I'm tired of hearing about nordic countries. First, they aren't nearly as great as the pom-pom crowd thinks. If you do an apples to apples comparison of middle class whites in northern US states to nordic countries, they're really not so fantastic. And there is plenty of hand-wringing about social degradation in Sweden. They're, what, one generation in to their shift away from more conservative arrangements? Give it time and you'll see problems.


No, it's been changing fairly rapidly for less than 100 years, and usually with serious unforeseen consequences.

Woman's rights have been on the rise for much longer than 100 years. (I hear they can vote, own property, and even work in the theater.)
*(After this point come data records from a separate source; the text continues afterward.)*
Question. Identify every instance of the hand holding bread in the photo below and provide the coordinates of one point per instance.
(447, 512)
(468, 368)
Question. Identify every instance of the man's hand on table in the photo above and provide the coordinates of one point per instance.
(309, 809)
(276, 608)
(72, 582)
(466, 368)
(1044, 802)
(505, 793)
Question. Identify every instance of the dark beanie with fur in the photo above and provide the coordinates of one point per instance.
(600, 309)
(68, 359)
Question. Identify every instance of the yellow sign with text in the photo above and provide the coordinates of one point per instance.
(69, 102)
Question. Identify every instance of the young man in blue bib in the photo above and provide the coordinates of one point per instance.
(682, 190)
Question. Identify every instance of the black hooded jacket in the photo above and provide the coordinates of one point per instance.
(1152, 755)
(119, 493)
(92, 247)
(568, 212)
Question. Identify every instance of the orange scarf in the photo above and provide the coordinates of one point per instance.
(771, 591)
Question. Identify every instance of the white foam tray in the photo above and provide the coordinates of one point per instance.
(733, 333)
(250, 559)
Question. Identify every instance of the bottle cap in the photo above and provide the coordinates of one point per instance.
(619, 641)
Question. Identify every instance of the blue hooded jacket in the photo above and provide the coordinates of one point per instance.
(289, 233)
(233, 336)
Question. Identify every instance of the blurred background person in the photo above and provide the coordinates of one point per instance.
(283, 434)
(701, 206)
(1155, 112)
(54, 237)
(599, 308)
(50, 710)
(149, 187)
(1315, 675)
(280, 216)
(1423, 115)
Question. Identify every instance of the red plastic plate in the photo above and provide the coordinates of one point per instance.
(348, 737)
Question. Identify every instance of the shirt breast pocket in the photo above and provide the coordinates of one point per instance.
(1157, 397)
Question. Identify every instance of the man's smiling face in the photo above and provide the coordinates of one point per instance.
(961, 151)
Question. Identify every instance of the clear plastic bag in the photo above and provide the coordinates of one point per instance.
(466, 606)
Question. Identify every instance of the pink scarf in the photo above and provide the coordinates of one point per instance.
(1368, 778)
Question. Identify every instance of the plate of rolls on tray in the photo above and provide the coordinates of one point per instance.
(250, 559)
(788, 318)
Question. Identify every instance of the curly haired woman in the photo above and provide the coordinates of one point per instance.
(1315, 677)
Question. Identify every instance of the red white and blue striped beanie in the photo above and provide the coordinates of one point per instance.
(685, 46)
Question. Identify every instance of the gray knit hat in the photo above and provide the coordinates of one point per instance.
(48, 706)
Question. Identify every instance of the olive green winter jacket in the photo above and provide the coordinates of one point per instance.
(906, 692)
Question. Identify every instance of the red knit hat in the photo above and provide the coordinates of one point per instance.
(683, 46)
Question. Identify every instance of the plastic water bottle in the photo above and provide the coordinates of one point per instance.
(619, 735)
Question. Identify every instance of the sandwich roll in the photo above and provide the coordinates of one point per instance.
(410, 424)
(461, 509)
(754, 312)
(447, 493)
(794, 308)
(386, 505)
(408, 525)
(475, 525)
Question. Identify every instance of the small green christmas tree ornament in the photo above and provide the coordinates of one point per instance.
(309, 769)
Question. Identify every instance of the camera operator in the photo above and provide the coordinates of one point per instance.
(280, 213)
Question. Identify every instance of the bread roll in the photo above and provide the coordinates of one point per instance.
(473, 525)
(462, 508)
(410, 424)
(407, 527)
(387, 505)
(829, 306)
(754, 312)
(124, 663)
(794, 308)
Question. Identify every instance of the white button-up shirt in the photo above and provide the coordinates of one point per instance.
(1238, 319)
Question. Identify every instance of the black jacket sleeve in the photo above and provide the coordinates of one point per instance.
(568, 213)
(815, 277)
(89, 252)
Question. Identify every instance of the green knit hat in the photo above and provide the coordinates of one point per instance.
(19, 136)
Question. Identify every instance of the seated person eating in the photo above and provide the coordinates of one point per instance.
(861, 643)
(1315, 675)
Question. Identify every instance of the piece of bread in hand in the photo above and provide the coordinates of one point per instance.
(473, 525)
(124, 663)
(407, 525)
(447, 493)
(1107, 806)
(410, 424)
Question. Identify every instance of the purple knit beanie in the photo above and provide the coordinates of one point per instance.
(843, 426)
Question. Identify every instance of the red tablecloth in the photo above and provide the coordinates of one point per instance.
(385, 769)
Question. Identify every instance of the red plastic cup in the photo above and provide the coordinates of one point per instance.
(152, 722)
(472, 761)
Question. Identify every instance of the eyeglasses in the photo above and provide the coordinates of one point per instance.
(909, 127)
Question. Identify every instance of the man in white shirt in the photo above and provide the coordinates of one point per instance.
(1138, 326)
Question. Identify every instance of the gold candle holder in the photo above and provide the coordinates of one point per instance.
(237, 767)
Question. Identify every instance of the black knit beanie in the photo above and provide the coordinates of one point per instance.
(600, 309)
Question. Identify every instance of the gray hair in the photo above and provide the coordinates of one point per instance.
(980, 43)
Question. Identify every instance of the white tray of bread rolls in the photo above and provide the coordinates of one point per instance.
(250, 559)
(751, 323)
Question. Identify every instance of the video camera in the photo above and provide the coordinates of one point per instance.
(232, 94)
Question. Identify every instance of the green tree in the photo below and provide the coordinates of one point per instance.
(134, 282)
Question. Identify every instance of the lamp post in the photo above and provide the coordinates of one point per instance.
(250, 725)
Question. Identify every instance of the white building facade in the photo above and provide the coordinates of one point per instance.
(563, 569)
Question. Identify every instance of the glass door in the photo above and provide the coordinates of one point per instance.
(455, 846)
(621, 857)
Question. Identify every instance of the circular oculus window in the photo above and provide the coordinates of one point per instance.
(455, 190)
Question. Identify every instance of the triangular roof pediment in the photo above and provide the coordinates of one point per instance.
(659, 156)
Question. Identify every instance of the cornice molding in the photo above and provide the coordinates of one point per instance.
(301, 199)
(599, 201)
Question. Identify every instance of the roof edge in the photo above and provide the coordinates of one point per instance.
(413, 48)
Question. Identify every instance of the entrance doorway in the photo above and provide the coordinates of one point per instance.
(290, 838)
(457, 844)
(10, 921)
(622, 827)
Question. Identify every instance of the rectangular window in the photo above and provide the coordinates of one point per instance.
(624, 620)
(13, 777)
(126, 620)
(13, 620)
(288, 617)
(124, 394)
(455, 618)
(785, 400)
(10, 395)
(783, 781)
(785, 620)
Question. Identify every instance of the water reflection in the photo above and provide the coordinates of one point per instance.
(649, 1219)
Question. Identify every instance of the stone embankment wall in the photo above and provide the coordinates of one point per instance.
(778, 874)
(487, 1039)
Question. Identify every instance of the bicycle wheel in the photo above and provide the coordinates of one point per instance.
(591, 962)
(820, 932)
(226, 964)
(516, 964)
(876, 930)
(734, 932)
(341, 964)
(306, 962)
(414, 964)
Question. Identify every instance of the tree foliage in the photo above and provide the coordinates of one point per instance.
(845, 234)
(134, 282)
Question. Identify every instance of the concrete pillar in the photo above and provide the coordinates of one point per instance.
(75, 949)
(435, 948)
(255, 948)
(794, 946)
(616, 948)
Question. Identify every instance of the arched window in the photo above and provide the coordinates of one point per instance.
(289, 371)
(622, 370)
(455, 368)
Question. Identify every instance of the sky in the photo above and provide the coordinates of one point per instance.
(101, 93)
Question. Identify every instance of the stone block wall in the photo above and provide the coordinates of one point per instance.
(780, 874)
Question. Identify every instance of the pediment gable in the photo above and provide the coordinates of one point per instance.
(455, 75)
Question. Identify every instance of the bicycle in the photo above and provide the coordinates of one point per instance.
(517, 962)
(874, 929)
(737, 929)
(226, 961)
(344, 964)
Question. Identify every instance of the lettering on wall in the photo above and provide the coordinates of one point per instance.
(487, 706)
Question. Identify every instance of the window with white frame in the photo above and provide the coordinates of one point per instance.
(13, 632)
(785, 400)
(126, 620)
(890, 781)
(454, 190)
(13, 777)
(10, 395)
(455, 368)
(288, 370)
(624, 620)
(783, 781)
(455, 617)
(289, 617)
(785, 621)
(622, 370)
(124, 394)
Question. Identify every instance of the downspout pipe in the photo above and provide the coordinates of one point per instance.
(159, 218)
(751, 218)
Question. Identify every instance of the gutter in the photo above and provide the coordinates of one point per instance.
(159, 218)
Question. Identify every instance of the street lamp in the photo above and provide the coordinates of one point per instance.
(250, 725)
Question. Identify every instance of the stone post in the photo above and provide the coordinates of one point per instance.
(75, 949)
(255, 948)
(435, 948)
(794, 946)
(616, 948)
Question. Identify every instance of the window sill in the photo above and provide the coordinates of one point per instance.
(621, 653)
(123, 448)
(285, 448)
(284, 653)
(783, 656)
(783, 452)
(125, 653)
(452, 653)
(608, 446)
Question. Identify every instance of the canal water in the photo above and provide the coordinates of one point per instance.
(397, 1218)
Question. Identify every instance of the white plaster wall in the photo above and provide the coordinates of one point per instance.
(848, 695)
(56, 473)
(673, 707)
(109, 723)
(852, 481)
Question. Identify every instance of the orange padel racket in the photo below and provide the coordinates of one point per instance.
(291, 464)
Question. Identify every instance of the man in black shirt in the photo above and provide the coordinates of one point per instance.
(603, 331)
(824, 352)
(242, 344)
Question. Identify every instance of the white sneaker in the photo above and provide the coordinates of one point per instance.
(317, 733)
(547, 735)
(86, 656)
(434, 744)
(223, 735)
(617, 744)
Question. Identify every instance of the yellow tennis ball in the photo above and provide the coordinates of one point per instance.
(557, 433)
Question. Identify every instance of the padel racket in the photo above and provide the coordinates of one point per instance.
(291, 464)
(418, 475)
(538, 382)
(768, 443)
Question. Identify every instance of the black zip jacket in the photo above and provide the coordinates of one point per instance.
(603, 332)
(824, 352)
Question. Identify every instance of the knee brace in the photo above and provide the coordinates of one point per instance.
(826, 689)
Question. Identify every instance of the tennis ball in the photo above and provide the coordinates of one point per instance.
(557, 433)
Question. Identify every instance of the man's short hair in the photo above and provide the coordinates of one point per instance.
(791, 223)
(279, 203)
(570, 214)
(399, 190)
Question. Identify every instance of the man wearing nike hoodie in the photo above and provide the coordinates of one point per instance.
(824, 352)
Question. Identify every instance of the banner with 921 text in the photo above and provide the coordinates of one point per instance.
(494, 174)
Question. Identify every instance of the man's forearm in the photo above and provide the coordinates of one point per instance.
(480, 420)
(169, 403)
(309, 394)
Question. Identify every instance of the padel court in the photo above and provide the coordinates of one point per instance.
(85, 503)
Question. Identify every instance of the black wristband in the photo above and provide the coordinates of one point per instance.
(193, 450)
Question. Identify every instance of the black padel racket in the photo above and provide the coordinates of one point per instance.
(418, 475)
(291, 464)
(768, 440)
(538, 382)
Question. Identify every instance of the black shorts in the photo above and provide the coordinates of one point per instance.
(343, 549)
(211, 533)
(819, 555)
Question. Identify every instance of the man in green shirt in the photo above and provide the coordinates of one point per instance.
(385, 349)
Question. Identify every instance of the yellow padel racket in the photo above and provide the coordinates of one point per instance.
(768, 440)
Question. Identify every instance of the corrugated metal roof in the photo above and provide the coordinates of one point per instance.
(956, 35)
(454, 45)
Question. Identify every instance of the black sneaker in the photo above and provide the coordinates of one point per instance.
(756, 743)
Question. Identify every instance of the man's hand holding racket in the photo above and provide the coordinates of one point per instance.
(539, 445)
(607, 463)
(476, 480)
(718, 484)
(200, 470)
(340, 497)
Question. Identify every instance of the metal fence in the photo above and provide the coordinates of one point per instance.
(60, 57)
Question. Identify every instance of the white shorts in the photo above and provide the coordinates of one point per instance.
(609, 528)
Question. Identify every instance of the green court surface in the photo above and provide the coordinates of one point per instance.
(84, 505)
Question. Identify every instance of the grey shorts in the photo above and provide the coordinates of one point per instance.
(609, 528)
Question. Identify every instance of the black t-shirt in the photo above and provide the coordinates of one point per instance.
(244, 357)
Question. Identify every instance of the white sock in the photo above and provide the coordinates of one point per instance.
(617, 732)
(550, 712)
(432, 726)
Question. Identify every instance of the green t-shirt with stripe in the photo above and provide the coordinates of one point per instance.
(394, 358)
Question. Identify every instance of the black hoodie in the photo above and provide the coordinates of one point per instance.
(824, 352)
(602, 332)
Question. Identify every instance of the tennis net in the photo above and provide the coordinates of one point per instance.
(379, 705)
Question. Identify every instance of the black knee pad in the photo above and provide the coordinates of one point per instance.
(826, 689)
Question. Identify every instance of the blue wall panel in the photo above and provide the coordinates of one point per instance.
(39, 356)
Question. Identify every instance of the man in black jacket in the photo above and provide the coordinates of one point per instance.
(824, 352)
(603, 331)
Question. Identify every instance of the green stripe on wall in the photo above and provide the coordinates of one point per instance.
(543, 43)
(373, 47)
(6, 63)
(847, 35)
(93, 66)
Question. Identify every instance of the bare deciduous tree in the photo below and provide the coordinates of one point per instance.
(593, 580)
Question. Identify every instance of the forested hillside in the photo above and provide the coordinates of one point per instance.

I used to be a crime to have sex outside of marriage but that's been on the decline for a long time.

There used to be limits on who could marrie based on class and or race lines. (Duke's don't get hitched with just anyone you know.)

Dowery's used to be common but now it's mostly just the wives family paying for more of the wedding. (This trend has been going on for a while.)

Divorce was introduced by one of the Henry's (he killed most of his other wives but their was one he liked.)

I could go on but most of these trends are a lot older than 100 years. One of the few things that does not really seem to change is infidelity. Genetic tests have shown that married women tend to have about ~20% of their kids from someone other than their husband. This does not seem to have changed much over time.

PS: Nordic marriage traditions go all the way back to the vikings, but they don't look much like "Christian" family values.


You forgot to end with ", I assert without evidence".


Edit: Deleted double post.


people should have every right in the world to define their relationship to each other in any manner they like.

the law should simply allow simplification of contract terms should they be required (custody, assets, etc).

the idea that "marriage" is a set legal method that is rigid and unyielding to change is retarded. the concept is so ridiculously outmoded. society and culture have moved on, it's time for "marriage" to get with the program


> WTF do you care what three forty year old people do in their own home

Have you read ANYTHING about these polygamous communities? They produce cast off boys and a trickle of 15 year old girls fleeing rape by 50 year old men. I would argue these are long term consequences of polygamy itself, not features of communities that happen to practice it.


I read your argument as: insular religious extremists do bad things! Therefore, we should also deny thinking and responsible adults freedom to live as they please.

If anything, the lesson is that making something illegal pushes it underground, which makes it harder to protect those that may suffer from it in addition to punishing those that would gain from it. This is a lesson demonstrated over and over again -- there are even comments about it in the Tao Te Ching.


There are of course non-isolated societies in the world that allow polygamy. You wouldn't want to live in any of them.


I'd like you to a cite a source about where I would and would not want to live.


Anecdotal evidence is my favorite flavor of evidence.


You're missing his point. That has nothing to do with polygamy and everything to do with being a wacko religious sect.


So you think only gays should have the right of polygamous marriage?